El caso tuvo una repercusión internacional lo suficientemente grande como para que se le acabara conmutando la pena en 2018. Tras pasar ocho años en prisión, Bibi consiguió llegar a Canadá en 2019, y reside allí desde entonces. Su caso no es más que uno entre miles denunciados por organizaciones como Human Rights Watch o Amnistía Internacional.

Como el de Salman Tassir, asesinado tras visitar a Bibi en prisión y expresar públicamente su opinión sobre las leyes de la blasfemia en Pakistán. O Shahbaz Bhatti, cabeza del Ministerio Federal para las Minorías, que también fue asesinado por el mismo motivo. O Junaid Hafeez, quien cumplió cinco años de prisión en aislamiento antes de ser ejecutado en diciembre de 2020 por difundir «contenidos blasfemos» on line.

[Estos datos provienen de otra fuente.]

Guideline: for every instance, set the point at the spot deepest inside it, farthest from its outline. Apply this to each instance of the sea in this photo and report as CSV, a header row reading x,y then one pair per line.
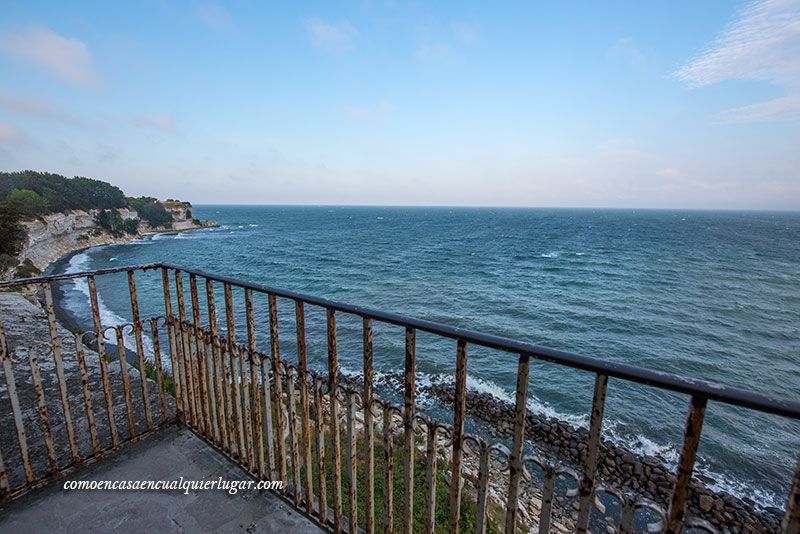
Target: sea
x,y
711,295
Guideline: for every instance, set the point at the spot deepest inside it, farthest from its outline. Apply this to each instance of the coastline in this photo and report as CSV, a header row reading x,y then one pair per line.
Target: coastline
x,y
561,440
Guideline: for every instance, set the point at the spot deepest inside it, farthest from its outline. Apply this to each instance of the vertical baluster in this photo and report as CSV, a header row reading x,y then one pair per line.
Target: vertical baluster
x,y
232,350
547,500
219,373
43,415
333,383
126,382
185,351
586,489
277,376
162,397
627,516
388,475
101,353
319,417
267,420
430,479
351,464
517,449
791,519
258,421
408,427
55,342
483,490
137,333
170,321
87,395
211,383
202,379
459,412
258,433
369,431
11,384
234,353
304,401
226,368
691,439
248,453
292,416
4,487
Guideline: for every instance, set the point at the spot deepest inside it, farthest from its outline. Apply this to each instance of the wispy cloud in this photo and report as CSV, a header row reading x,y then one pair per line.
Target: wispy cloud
x,y
762,44
162,123
9,134
331,36
447,47
625,49
64,57
670,172
216,16
381,112
32,107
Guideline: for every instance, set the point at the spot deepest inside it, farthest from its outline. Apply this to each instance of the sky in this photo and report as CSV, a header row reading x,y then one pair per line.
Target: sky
x,y
646,104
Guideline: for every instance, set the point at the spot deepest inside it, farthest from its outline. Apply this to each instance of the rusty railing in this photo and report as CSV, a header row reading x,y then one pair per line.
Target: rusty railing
x,y
282,420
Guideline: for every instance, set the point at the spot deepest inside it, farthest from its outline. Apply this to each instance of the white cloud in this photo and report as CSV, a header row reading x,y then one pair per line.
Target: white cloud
x,y
9,134
464,32
32,107
216,16
786,108
381,112
331,36
670,172
625,49
64,57
762,44
163,123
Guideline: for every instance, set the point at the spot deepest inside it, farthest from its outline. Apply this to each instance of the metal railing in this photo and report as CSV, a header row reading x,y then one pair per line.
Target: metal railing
x,y
248,403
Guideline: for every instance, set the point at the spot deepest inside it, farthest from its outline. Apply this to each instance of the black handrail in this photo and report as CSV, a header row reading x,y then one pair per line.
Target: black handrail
x,y
696,388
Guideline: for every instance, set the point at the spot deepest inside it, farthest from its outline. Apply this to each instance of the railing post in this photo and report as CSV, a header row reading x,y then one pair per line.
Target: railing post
x,y
408,426
255,365
219,372
791,519
333,383
8,370
320,438
99,336
369,430
55,341
517,451
459,413
137,332
43,414
241,450
126,381
691,439
200,356
87,395
302,365
173,351
277,378
586,489
188,375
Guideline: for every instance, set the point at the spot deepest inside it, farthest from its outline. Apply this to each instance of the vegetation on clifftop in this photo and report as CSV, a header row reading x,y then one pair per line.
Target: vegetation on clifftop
x,y
28,195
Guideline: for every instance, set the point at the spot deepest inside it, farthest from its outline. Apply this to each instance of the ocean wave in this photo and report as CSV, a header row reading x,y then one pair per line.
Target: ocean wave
x,y
79,303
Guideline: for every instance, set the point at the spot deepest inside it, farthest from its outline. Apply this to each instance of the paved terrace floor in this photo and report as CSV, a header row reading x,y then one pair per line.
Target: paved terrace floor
x,y
167,455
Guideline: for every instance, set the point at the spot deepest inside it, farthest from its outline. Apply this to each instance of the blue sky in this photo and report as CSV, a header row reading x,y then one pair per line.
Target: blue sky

Medio centenar de pakistaníes esperan hoy en el corredor de la muerte por cargos similares. La sensación de que cualquiera puede dictar sentencia. En la primavera de 2021, el pecado de Salim Masih, un chaval de 22 años, fue refrescarse en un depósito de agua que pertenecía a un conocido terrateniente punyabí. Tras acusarlo de contaminar el agua, una turba lo torturó salvajemente hasta la muerte. A menudo, basta con que sepan dónde vives. Se dan casos de familias que reciben misivas en las que se les da un plazo de diez días para abrazar el islam. Los que optan por quedarse sin convertirse, lo pagan con la vida.

Cuando Mohamad Alí Jinnah fundó Pakistán en 1947, esa raya blanca vertical en su bandera representaba a las minorías no musulmanas que aquel Estado levantado por y para los musulmanes debía proteger. Es más bien lo contrario.